What to look for in a workhorse PC
August 28, 2018 11:41 AM   Subscribe

Our department is going to get a new desktop PC that we'll use to run simulation studies, to do some machine learning (latent Dirichlet allocation and random forests, primarily), and to solve some optimization problems. What should specs should we consider?

I work in a small department of four psychometricians and one data analyst at a medical licensure/certification organization. With some frequency we undertake tasks that are computationally demanding, especially for our work-issued laptops. For instance, when we build exams, our laptops may run for some time solving that optimization problem. My research focuses on topic modeling, and fitting those models + cross validation can take hours, even when taking advantage of parallel processing. Finally, we run semi-frequent simulation studies that are especially resource intensive. We program a lot (R & SAS), but we are not programmers, and none of us are especially hardware savvy.

For the time being, cloud computing services are not an option. We have, however, gotten approval to get a dedicated desktop PC. Our IT department will aquire the PC, but we will have considerable input on the specifications.

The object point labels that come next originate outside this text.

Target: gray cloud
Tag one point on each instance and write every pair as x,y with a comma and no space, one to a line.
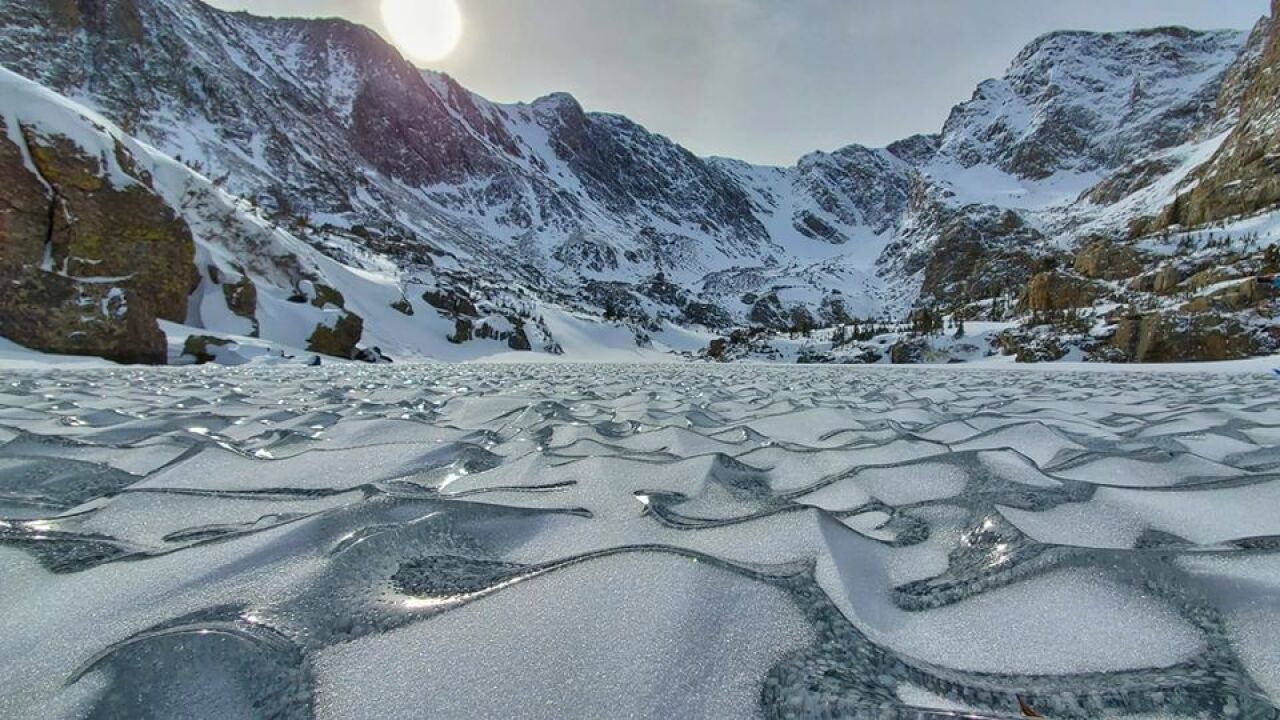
766,80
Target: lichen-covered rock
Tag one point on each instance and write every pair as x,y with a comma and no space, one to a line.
1244,174
717,349
199,347
241,300
462,331
88,265
339,338
1179,338
1107,261
1166,279
1052,291
327,296
519,338
451,301
906,352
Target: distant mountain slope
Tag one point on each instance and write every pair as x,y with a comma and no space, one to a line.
499,217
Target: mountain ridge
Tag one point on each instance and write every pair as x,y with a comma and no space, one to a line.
388,167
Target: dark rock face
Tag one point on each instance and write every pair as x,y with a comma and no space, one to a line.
328,130
87,267
242,300
341,338
200,347
1178,338
1244,174
1057,291
1105,260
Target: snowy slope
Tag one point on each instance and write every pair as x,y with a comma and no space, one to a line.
406,177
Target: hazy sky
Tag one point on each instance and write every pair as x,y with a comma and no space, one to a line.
764,80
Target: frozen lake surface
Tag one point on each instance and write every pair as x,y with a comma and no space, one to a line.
638,542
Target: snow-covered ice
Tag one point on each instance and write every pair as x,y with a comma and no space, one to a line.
638,541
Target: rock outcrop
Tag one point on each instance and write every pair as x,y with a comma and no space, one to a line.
90,256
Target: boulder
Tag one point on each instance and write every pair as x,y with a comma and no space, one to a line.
462,331
327,296
1105,260
451,301
1166,279
200,347
338,340
242,300
717,349
1055,291
1178,338
906,352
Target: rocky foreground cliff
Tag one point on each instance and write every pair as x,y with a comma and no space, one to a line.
183,183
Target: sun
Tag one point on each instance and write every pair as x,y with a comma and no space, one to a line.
424,30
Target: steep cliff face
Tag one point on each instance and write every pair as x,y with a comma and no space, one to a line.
90,256
1244,174
312,150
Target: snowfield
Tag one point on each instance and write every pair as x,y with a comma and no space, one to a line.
627,541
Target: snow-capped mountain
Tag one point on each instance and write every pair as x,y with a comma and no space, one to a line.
498,217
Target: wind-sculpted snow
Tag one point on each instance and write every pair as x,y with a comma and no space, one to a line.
638,542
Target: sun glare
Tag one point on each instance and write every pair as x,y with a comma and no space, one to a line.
424,30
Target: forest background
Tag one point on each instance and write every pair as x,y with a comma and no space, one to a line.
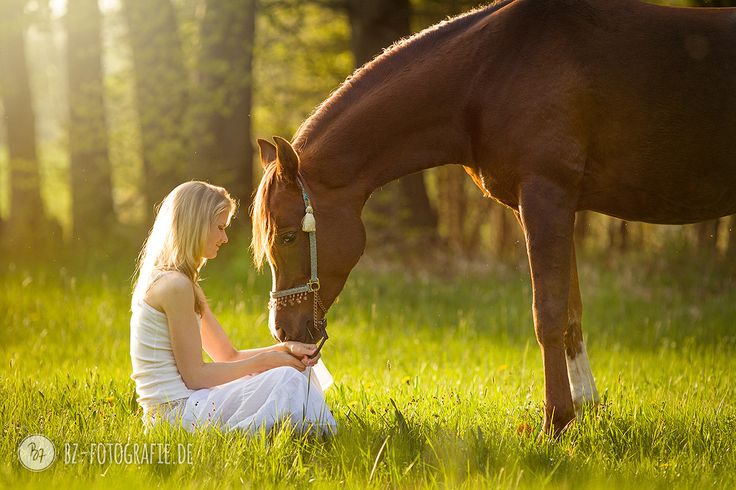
107,105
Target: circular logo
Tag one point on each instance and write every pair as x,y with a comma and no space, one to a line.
36,452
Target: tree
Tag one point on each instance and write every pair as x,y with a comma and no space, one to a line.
27,218
374,26
224,96
161,85
91,174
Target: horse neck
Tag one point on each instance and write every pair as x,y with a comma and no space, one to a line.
407,112
391,134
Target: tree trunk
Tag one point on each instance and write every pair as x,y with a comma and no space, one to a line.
731,250
91,180
707,236
161,96
27,219
224,97
374,26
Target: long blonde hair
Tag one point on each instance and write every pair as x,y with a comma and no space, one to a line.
179,235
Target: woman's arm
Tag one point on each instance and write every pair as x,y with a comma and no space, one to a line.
176,297
218,346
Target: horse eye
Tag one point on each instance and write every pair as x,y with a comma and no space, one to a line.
287,238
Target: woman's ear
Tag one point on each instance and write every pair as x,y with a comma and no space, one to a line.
287,159
268,153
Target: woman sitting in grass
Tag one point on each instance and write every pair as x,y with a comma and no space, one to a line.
172,322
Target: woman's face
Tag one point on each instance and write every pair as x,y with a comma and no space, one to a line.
217,235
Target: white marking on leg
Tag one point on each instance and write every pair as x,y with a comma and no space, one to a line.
582,384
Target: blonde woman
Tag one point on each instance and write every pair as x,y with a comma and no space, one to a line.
171,323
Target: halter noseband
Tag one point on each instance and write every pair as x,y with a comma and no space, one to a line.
296,295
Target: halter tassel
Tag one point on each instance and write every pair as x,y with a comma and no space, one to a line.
308,223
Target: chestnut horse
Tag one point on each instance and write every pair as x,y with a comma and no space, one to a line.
552,107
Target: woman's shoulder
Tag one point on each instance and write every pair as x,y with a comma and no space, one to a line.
170,286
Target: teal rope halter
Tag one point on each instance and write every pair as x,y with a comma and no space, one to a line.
296,295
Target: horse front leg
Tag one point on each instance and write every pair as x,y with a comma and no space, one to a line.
582,384
547,213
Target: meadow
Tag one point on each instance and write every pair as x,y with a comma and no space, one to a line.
438,380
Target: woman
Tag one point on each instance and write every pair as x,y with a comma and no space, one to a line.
172,322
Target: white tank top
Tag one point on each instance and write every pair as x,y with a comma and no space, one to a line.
157,379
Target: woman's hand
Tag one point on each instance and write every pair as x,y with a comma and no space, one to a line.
302,352
276,358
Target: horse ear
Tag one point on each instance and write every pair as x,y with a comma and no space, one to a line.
268,152
287,158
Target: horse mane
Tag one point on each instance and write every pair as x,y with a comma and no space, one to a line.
263,227
369,76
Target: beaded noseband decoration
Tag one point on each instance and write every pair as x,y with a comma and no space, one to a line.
296,295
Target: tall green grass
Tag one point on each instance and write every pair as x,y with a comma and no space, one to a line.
438,381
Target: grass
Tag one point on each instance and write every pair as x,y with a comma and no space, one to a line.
438,381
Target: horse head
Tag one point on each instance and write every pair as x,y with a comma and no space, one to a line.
311,237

What should we consider as we put our request together for IT?
posted by kortez to Computers & Internet (9 answers total) 4 users marked this as a favorite
Hi! IT guy at a university here. Couple questions: does your university have a high-performance computing cluster? HPC they call it sometimes. This is a service that some large R1 places have that is intended to support exactly these kinds of needs. If not, you can also look at Open Science Grid, that might also help you get there.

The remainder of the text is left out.